Ce contraste est encore plus saisissant au niveau des villes comme Nouakchott, Nouadhibou ou Zouerate qui ont connu ces trente dernières années une forte poussée démographique consécutive à l’exode rural provoqué par la grande sécheresse des années 70.
Nouadhibou et Zouerate sont les pôles économiques qui concentrent plus de 60% des activités maritime et minière en Mauritanie. Ces villes ont vu leurs populations augmenter considérablement. La ruée vers ces deux villes au milieu des années 80 par des ruraux à la recherche du mieux vivre a changé leur configuration. La multiplication des quartiers précaires s’est soldée par la propagation de la pauvreté et ses corollaires sociaux. Le nombre de pauvres s’est multiplié et avec lui des problèmes liés à l’éducation, la santé, la violence urbaine et les trafics de tous genres.

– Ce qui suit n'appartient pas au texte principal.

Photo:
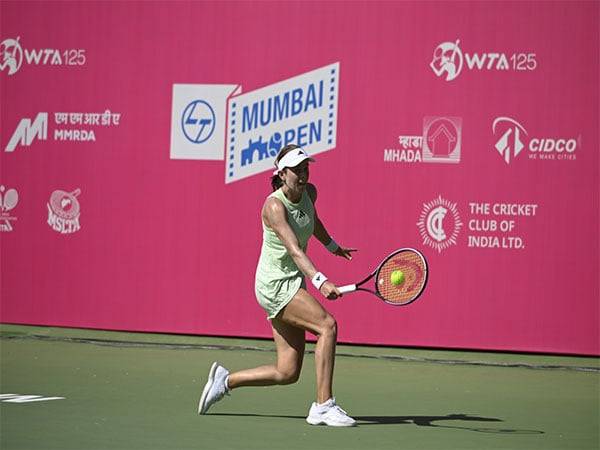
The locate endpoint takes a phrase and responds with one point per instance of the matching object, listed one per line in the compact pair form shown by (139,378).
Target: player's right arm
(274,215)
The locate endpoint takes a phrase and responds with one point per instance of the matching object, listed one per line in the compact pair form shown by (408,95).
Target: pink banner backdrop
(135,161)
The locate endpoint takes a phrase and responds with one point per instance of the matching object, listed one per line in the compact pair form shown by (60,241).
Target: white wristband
(332,246)
(318,280)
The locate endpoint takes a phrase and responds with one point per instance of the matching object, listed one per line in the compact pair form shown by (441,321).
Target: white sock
(322,405)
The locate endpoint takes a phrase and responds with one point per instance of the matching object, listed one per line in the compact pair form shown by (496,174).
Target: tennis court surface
(140,391)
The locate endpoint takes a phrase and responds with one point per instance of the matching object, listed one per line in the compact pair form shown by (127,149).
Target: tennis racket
(399,280)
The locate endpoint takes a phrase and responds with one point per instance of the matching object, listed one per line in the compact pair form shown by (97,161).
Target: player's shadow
(421,421)
(428,421)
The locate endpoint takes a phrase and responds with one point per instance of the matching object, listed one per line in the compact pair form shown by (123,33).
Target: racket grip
(347,288)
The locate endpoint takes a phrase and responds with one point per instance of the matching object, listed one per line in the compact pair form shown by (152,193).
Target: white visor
(292,159)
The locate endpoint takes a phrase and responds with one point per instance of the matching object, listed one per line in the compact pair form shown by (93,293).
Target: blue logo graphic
(198,121)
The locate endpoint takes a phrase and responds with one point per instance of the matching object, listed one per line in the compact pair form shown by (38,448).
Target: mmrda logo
(510,143)
(449,59)
(439,224)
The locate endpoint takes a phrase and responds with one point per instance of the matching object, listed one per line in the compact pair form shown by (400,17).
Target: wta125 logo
(512,138)
(13,55)
(449,61)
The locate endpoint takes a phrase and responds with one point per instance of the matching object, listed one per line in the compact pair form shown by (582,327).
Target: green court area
(140,391)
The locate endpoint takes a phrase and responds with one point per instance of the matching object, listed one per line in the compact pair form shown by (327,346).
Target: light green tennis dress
(277,276)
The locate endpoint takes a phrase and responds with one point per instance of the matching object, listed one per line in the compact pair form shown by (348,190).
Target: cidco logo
(198,121)
(514,138)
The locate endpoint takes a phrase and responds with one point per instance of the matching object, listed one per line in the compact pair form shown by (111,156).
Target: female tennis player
(289,219)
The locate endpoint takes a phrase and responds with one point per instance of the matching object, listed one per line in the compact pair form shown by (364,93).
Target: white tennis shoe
(215,388)
(329,413)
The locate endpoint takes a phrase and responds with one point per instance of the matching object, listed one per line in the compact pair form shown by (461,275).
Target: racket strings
(414,268)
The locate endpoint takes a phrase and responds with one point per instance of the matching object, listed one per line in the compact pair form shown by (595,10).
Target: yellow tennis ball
(397,277)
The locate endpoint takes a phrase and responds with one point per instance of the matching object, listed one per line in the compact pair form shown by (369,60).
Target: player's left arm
(321,232)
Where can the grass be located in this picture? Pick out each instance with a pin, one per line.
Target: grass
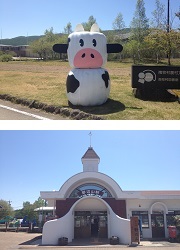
(46, 82)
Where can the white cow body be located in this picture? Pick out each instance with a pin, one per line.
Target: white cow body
(93, 90)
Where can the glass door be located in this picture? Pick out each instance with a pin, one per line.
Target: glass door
(157, 222)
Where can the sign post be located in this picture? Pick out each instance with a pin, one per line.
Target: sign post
(150, 79)
(135, 235)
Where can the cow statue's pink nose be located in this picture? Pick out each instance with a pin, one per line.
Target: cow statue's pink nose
(88, 58)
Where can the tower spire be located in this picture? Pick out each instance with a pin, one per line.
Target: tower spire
(90, 135)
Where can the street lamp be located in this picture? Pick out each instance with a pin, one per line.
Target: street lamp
(168, 17)
(178, 14)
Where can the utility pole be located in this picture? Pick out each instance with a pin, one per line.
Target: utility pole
(168, 31)
(168, 17)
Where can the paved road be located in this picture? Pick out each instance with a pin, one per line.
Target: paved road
(21, 240)
(11, 111)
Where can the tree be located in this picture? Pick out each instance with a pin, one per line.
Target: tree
(139, 25)
(68, 28)
(43, 46)
(159, 18)
(87, 25)
(119, 23)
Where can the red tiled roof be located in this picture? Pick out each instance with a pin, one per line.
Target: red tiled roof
(163, 192)
(90, 154)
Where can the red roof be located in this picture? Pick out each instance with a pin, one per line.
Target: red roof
(90, 154)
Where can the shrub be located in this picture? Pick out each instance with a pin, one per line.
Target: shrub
(5, 58)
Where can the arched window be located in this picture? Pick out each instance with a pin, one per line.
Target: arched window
(90, 189)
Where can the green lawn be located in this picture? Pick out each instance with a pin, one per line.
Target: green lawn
(46, 82)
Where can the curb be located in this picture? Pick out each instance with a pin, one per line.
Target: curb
(74, 114)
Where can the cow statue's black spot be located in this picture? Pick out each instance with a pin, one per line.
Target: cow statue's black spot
(72, 84)
(106, 78)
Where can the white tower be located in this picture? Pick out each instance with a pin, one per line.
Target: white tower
(90, 161)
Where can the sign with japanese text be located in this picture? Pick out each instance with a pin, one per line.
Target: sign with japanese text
(90, 192)
(135, 236)
(165, 77)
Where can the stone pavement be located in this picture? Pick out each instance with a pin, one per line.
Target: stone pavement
(21, 240)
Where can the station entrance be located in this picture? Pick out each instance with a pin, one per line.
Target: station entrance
(89, 224)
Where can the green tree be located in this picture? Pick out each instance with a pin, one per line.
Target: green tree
(43, 46)
(139, 26)
(87, 25)
(159, 17)
(119, 23)
(68, 28)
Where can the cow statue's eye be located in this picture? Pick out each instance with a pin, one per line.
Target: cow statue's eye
(94, 42)
(81, 42)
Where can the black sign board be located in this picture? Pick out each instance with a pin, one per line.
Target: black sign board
(161, 77)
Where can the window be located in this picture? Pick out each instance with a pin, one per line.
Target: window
(171, 217)
(90, 189)
(143, 217)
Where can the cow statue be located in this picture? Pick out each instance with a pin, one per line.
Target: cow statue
(88, 83)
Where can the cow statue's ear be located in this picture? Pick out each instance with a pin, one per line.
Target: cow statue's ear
(114, 48)
(60, 48)
(95, 28)
(79, 28)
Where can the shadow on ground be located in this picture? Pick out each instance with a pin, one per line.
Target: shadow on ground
(110, 107)
(29, 242)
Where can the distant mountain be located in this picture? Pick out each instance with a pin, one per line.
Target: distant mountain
(26, 40)
(20, 40)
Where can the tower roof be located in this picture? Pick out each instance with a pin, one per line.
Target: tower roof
(90, 154)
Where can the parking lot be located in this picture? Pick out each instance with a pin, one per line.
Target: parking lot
(23, 240)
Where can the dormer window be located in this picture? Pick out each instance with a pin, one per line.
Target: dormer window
(90, 189)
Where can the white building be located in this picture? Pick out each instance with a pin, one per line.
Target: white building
(91, 204)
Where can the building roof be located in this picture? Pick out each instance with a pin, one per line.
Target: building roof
(90, 154)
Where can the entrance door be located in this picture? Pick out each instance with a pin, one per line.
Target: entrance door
(89, 224)
(157, 222)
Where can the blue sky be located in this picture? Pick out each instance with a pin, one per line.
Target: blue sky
(34, 161)
(22, 18)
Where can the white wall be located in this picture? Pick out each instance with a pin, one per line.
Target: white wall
(64, 227)
(55, 229)
(119, 227)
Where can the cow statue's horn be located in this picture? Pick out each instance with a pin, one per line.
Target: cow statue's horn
(79, 28)
(95, 28)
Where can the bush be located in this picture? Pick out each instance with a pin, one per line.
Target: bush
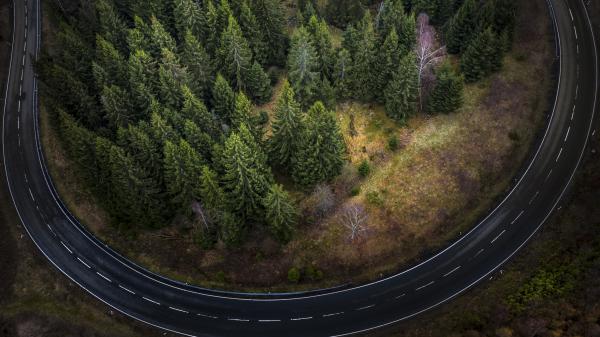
(393, 143)
(364, 168)
(294, 275)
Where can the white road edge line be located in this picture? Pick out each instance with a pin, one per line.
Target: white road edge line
(499, 235)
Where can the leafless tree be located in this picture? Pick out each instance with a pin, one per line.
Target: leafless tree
(354, 217)
(427, 53)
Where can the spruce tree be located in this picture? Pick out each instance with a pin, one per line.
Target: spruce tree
(245, 186)
(401, 94)
(447, 94)
(461, 27)
(234, 54)
(223, 99)
(320, 154)
(287, 124)
(199, 66)
(258, 84)
(303, 67)
(280, 213)
(182, 167)
(482, 57)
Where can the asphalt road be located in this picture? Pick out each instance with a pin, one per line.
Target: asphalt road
(199, 312)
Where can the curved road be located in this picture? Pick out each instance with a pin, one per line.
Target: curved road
(193, 311)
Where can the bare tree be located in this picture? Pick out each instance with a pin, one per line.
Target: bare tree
(427, 53)
(354, 217)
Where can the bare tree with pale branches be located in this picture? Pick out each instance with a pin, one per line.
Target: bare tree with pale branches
(354, 217)
(427, 53)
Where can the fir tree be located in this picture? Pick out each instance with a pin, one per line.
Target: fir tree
(287, 124)
(447, 95)
(258, 84)
(199, 65)
(303, 66)
(223, 99)
(401, 94)
(243, 182)
(235, 54)
(280, 213)
(461, 27)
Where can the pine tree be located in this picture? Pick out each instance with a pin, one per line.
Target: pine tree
(244, 185)
(482, 57)
(343, 75)
(401, 94)
(365, 79)
(287, 124)
(281, 214)
(199, 66)
(182, 167)
(271, 18)
(235, 54)
(462, 27)
(258, 84)
(303, 67)
(223, 99)
(447, 95)
(320, 154)
(195, 110)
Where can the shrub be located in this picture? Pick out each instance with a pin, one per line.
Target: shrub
(364, 168)
(294, 275)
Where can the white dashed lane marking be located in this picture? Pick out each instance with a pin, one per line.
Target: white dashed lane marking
(425, 286)
(452, 271)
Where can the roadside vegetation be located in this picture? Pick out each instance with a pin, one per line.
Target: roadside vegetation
(233, 143)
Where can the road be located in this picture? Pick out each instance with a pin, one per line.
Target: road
(188, 310)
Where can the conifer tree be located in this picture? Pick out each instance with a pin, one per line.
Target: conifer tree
(182, 167)
(271, 18)
(188, 17)
(447, 94)
(482, 57)
(252, 33)
(401, 94)
(462, 27)
(287, 125)
(280, 213)
(111, 25)
(199, 66)
(303, 67)
(320, 155)
(234, 54)
(343, 75)
(223, 99)
(365, 79)
(258, 84)
(195, 110)
(389, 58)
(245, 186)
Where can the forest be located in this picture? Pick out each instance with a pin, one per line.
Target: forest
(160, 102)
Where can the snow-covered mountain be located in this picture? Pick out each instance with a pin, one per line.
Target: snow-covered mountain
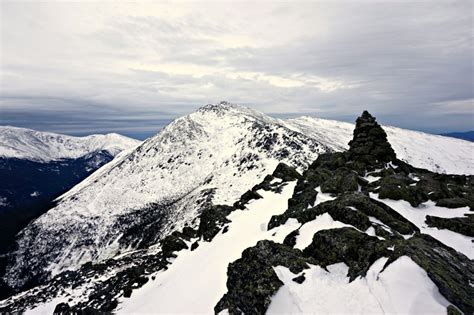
(131, 209)
(28, 144)
(37, 167)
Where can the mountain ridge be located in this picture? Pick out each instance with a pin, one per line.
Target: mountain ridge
(209, 157)
(29, 144)
(357, 223)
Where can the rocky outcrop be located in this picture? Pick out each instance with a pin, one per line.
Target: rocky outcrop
(370, 145)
(252, 281)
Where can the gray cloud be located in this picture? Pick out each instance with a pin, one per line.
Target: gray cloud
(408, 62)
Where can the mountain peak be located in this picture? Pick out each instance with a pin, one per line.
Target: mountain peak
(370, 143)
(220, 107)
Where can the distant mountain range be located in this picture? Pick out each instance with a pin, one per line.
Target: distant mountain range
(36, 167)
(468, 135)
(227, 209)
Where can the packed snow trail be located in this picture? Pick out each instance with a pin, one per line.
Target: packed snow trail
(196, 280)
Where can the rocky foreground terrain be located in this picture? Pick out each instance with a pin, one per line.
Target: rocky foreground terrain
(356, 231)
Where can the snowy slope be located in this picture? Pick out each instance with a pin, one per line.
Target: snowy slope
(436, 153)
(223, 149)
(213, 156)
(39, 146)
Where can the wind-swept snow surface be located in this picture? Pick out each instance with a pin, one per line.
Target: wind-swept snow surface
(435, 153)
(417, 216)
(211, 156)
(196, 280)
(402, 288)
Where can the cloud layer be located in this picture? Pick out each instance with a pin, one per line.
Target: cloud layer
(140, 64)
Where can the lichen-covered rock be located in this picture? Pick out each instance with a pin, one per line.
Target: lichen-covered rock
(212, 219)
(286, 173)
(172, 243)
(357, 250)
(369, 144)
(251, 280)
(463, 225)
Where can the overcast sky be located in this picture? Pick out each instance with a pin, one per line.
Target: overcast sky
(85, 67)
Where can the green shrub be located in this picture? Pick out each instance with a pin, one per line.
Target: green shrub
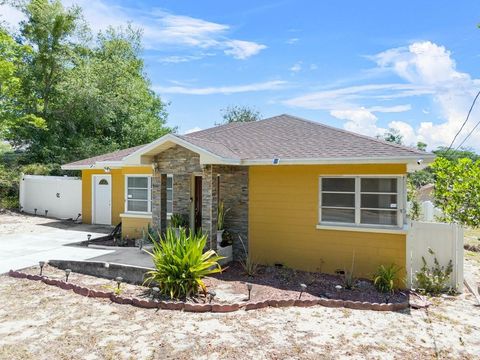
(249, 266)
(433, 280)
(222, 212)
(180, 264)
(178, 221)
(385, 278)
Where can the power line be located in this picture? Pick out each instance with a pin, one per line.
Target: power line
(466, 119)
(470, 133)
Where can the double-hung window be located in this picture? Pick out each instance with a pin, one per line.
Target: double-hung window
(169, 189)
(363, 201)
(138, 193)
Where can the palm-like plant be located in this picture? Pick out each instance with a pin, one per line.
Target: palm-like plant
(181, 264)
(221, 216)
(385, 278)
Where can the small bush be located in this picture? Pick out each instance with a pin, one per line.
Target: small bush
(249, 266)
(178, 221)
(348, 277)
(433, 280)
(385, 278)
(181, 264)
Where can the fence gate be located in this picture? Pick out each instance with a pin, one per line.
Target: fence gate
(60, 196)
(446, 240)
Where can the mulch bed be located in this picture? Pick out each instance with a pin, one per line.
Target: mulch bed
(284, 283)
(274, 287)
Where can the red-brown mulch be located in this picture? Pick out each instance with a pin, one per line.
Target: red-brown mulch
(284, 283)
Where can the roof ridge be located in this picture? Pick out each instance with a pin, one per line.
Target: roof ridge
(404, 147)
(210, 141)
(216, 127)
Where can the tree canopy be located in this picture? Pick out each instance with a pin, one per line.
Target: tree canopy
(240, 113)
(66, 94)
(457, 190)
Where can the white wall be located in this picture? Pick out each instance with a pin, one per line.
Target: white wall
(446, 240)
(428, 211)
(60, 195)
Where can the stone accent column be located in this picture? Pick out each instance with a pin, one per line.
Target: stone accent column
(209, 206)
(156, 192)
(234, 194)
(163, 203)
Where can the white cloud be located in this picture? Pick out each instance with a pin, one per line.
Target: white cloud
(430, 65)
(348, 97)
(194, 129)
(175, 59)
(162, 30)
(292, 41)
(360, 120)
(240, 49)
(427, 69)
(296, 67)
(11, 16)
(262, 86)
(391, 109)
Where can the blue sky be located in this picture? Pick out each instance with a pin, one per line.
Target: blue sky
(363, 66)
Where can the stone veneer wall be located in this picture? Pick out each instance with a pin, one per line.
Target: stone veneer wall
(183, 164)
(234, 194)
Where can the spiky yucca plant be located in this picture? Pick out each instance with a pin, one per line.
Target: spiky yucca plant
(181, 264)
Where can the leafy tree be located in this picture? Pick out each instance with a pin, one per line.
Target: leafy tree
(66, 95)
(393, 136)
(421, 146)
(14, 118)
(79, 97)
(453, 155)
(239, 113)
(457, 190)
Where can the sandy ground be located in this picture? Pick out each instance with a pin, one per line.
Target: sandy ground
(43, 322)
(11, 223)
(38, 321)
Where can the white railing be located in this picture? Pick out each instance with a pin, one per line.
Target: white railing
(446, 240)
(60, 196)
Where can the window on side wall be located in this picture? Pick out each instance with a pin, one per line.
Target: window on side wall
(361, 201)
(138, 189)
(169, 195)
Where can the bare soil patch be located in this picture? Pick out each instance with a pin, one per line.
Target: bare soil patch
(284, 283)
(230, 286)
(38, 321)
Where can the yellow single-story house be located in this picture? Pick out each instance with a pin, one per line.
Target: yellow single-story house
(300, 193)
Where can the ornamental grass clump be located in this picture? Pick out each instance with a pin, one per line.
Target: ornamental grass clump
(385, 278)
(434, 280)
(180, 264)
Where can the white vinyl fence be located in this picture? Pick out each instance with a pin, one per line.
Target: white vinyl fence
(446, 240)
(54, 196)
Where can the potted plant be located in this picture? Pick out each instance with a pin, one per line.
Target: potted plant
(177, 222)
(221, 222)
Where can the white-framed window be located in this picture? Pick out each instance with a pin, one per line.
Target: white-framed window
(138, 193)
(169, 188)
(361, 200)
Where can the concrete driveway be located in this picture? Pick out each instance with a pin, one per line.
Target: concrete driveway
(26, 240)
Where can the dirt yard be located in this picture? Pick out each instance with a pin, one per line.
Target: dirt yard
(38, 321)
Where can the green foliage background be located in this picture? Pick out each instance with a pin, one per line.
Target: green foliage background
(68, 94)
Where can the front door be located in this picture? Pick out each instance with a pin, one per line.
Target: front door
(197, 219)
(102, 200)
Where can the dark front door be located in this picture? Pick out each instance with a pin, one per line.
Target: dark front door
(198, 203)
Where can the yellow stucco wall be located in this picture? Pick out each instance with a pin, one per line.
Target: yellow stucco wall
(134, 227)
(130, 226)
(283, 214)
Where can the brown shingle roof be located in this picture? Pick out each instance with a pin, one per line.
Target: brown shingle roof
(290, 137)
(285, 137)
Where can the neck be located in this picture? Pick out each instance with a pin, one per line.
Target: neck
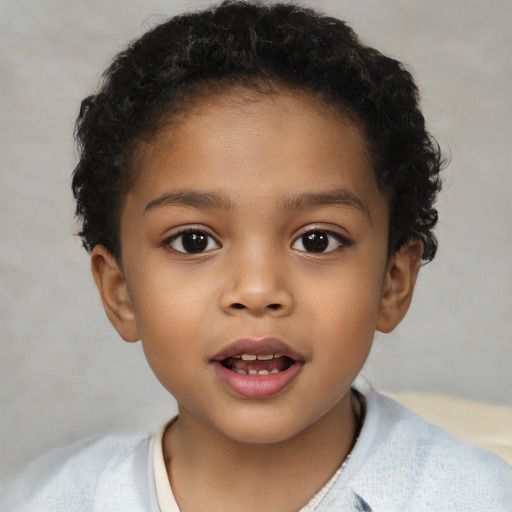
(206, 467)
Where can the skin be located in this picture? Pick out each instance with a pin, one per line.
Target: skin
(256, 279)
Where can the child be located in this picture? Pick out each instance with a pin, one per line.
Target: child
(256, 189)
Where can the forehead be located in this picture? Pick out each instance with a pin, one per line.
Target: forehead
(249, 144)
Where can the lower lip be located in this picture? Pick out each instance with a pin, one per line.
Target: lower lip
(257, 386)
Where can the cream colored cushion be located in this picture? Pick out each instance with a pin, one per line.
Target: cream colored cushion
(479, 423)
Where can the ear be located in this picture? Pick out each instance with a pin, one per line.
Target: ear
(398, 287)
(111, 284)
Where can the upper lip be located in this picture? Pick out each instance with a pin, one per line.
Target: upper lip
(257, 346)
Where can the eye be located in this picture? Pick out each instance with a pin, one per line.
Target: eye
(319, 241)
(192, 241)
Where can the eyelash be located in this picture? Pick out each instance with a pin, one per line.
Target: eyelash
(204, 241)
(326, 237)
(202, 236)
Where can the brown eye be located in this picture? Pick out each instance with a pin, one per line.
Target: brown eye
(319, 241)
(193, 242)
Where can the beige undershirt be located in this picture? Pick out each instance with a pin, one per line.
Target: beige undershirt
(165, 496)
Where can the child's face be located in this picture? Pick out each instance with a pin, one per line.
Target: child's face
(285, 248)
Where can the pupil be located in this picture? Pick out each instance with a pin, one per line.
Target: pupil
(194, 242)
(315, 242)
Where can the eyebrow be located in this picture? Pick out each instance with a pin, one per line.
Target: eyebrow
(204, 200)
(342, 196)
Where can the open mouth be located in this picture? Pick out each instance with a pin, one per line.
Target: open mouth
(258, 364)
(258, 368)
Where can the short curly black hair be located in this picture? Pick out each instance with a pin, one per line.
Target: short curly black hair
(255, 45)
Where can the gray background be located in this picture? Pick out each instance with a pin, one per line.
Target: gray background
(64, 372)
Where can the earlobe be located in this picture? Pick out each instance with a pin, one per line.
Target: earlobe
(401, 274)
(114, 294)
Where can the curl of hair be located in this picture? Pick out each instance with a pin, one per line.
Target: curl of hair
(256, 46)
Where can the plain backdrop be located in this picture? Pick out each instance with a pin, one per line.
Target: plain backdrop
(64, 372)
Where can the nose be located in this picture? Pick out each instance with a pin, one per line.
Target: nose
(256, 285)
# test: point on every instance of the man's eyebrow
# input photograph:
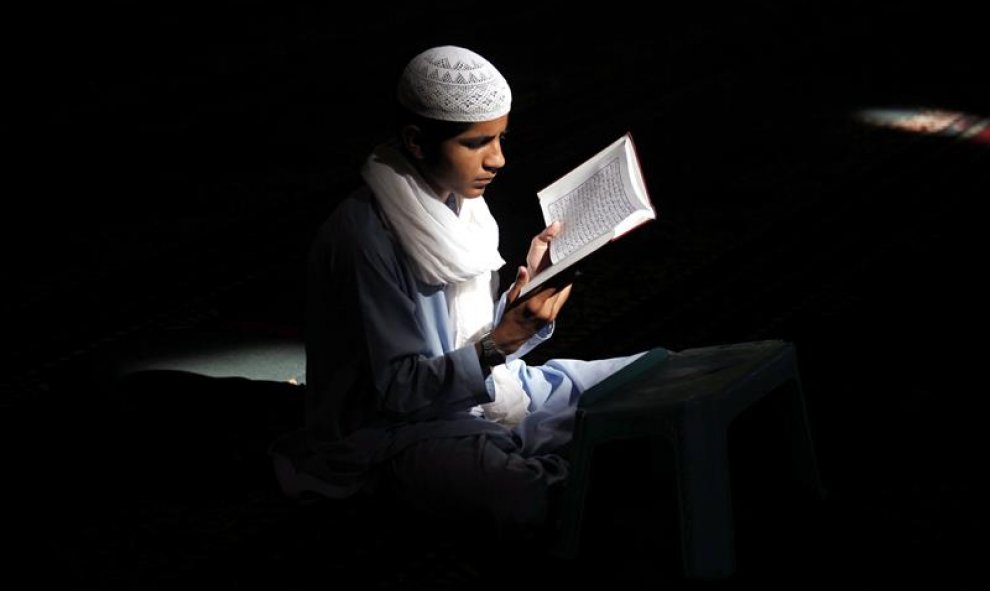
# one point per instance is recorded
(485, 137)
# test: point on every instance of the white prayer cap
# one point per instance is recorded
(453, 84)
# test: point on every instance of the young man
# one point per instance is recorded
(415, 382)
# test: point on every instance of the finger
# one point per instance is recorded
(522, 278)
(560, 299)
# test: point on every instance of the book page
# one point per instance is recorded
(592, 209)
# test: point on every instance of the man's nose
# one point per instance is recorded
(494, 158)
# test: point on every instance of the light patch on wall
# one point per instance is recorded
(930, 121)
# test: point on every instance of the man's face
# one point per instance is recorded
(467, 163)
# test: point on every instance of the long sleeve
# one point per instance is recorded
(371, 360)
(409, 381)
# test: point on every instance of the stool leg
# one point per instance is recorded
(575, 493)
(805, 463)
(704, 498)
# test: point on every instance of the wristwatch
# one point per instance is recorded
(491, 355)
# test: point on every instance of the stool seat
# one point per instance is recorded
(690, 398)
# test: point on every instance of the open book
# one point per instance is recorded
(597, 202)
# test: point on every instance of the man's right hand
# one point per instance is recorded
(520, 323)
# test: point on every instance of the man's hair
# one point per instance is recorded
(433, 132)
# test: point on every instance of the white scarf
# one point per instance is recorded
(456, 251)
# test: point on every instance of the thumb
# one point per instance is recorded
(522, 278)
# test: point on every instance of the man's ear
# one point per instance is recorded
(411, 137)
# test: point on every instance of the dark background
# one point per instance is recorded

De même pour la capitale Nouakchott qui comptait 80.000 Habitants en 1960 et qui en compte aujourd’hui plus d’un million. D’ailleurs selon le rapport N° 11/252 du FMI publié en 2011, déjà en 2008 la population des quartiers précaires à Nouakchott était estimée à 194.000 habitants (25% de la population totale de la ville) soit environ 38.800 ménages occupant une superficie de 1072 ha.
Cette poussée démographique qui s'est poursuivie pour atteindre des proportions plus critiques, est due, essentiellement, à l’arrivée massive des populations en provenance de l’intérieur du pays.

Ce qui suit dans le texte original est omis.